ST. PAUL, Minn. (AP) - Environmental groups have dropped a lawsuit against Minnesota regulators for allowing U.S. Steel’s Minntac iron mine to operate a waste pit on a long-expired permit, saying they reached a deal with the state that achieved their primary goal.
That’s because the Minnesota Pollution Control Agency last month released a new draft permit that would impose stricter controls on pollutant concentrations in wastewater in the basin. The state had allowed Minntac, the largest taconite operation in North America, to keep operating the pit under a permit that expired in 1992.

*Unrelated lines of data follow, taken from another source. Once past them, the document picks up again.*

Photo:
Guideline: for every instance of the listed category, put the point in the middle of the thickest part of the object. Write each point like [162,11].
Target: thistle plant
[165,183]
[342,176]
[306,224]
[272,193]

The agreement requires regulators to complete the new permit within nine months and for it to comply with the federal Clean Water Act. It also requires the MPCA to include the plaintiffs - the Minnesota Center for Environmental Advocacy, the Save Lake Superior Association and Save Our Sky Blue Waters - in any mediation it enters into with U.S. Steel over the permit. If those conditions aren’t met, the groups can revive the lawsuit.
“This lawsuit shined a light on the fact that PCA has failed to regulate the mining industry in Minnesota,” Hudson Kingston, an attorney with the Minnesota Center for Environmental Advocacy, told the Star Tribune of Minneapolis (https://strib.mn/2geCR9l ).
MPCA spokesman Dave Verhasselt said his agency rejects that notion.
“The … Minntac draft permit is one example of ongoing work,” Verhasselt said. “We share the same interests in protecting water quality as MCEA. We may not agree on the best strategies to accomplish that protection.”
The lawsuit alleged that Minntac’s 10-mile long tailings basin near Mountain Iron has been fouling nearby lakes and streams for years. At least 15 iron mining entities operate in Minnesota with expired permits that haven’t been updated to comply with tougher standards for protecting water, wildlife and wild rice.
U.S. Steel spokeswoman Erin DiPietro declined to comment on the lawsuit being dropped, saying the Pittsburgh-based company wasn’t a party to it. She said the company is reviewing the draft permit.
The public has until Dec. 16 to comment on the draft.